愛は満ちる月のように
だが、不特定の女性と交際する悠の行動は、周囲から見たらそうなのかもしれない。

悠が何も答えずにいると、


「向こうのほうはどうだ? O市まで追いかけてきたのか?」


今度は声を潜め、匡は尋ねてきた。


「……いえ……今のところは」

「そうか……。まったく、あの女は本当に厄介者だよ。
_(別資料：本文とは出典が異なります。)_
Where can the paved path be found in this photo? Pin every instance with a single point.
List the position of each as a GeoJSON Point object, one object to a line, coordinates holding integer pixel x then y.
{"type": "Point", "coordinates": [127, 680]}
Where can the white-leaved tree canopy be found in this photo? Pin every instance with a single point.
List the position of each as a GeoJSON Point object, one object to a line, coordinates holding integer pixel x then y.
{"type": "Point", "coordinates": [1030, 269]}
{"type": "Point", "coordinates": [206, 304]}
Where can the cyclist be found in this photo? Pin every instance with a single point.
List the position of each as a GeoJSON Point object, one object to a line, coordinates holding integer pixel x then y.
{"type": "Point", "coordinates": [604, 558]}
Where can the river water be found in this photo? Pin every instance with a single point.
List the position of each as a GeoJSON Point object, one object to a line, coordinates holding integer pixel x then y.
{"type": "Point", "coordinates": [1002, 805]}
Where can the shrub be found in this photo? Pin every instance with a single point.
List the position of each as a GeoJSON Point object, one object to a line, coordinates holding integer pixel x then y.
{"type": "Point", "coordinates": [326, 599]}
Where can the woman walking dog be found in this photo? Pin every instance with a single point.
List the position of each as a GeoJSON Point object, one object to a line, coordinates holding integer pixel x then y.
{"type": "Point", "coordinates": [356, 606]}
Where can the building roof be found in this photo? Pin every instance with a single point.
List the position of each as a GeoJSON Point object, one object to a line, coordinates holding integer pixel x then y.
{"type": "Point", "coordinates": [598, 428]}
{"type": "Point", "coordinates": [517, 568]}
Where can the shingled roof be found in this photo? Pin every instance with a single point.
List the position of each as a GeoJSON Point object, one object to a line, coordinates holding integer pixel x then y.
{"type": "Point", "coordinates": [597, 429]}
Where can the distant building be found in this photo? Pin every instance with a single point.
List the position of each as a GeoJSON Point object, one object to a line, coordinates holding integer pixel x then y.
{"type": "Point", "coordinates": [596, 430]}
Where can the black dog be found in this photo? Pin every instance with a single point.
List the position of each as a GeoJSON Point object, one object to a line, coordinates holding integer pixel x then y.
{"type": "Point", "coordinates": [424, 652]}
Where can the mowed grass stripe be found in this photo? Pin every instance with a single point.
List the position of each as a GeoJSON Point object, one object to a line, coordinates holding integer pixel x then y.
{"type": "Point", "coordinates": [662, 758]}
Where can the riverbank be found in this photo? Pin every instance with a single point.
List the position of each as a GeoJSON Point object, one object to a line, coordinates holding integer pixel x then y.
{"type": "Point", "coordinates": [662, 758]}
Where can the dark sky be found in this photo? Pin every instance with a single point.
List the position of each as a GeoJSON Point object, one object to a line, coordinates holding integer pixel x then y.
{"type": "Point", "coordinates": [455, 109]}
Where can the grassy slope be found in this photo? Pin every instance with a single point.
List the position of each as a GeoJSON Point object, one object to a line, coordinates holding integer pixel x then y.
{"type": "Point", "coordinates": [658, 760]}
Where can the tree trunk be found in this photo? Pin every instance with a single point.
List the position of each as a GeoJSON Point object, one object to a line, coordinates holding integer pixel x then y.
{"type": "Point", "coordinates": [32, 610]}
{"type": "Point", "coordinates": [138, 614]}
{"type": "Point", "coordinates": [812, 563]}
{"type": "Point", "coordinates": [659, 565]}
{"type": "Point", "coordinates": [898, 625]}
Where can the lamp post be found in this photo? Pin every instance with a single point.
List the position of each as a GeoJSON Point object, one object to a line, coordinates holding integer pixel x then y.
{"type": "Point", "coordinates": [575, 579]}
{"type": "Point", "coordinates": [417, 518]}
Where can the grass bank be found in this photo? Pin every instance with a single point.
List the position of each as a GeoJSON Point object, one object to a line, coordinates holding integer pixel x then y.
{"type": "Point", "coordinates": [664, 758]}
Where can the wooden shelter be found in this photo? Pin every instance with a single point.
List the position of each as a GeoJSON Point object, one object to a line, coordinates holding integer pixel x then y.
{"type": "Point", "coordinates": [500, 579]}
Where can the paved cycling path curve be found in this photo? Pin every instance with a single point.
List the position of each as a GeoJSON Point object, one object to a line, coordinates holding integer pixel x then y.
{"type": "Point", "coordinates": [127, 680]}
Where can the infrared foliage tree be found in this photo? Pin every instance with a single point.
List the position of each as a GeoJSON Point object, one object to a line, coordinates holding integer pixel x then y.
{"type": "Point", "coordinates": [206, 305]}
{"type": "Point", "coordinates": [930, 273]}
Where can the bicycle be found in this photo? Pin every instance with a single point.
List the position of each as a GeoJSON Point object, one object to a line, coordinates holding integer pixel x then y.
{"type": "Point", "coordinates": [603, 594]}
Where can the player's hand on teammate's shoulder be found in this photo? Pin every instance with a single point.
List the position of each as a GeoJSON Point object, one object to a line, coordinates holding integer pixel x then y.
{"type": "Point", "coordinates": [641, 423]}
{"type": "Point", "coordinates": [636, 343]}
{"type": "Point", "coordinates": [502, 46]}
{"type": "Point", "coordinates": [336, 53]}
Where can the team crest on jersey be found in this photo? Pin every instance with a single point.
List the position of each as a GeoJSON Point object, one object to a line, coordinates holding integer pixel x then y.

裁判所の命令も平気で無視するし、警察の介入にも引き下がらないんだからな。兄さんがあんな女と結婚さえしなきゃ……」

「叔父さん、もう、そのことは」

「ああ……すまん」


それ以上は聞きたくなかった。

沙紀の件だけは、悠の中ですべての価値観が逆転した出来事だ。逃げていると責められても構わない。可能なら、誰も知らないところまで逃げてしまいたい。それなのに、どうして逃げずにここにいるのか、悠自身にもよくわからなかった。


「あの、叔父……いえ、社長。ここに私を呼ばれた用件はなんでしょうか? 大阪支社に何か問題でも?」


悠の肩書きは西日本統括本部長だが、この大阪支社は支社長の監督下に入る。そのため、あまり大阪支社のことは詳しくない。

その大阪支社に呼び出されるということは……。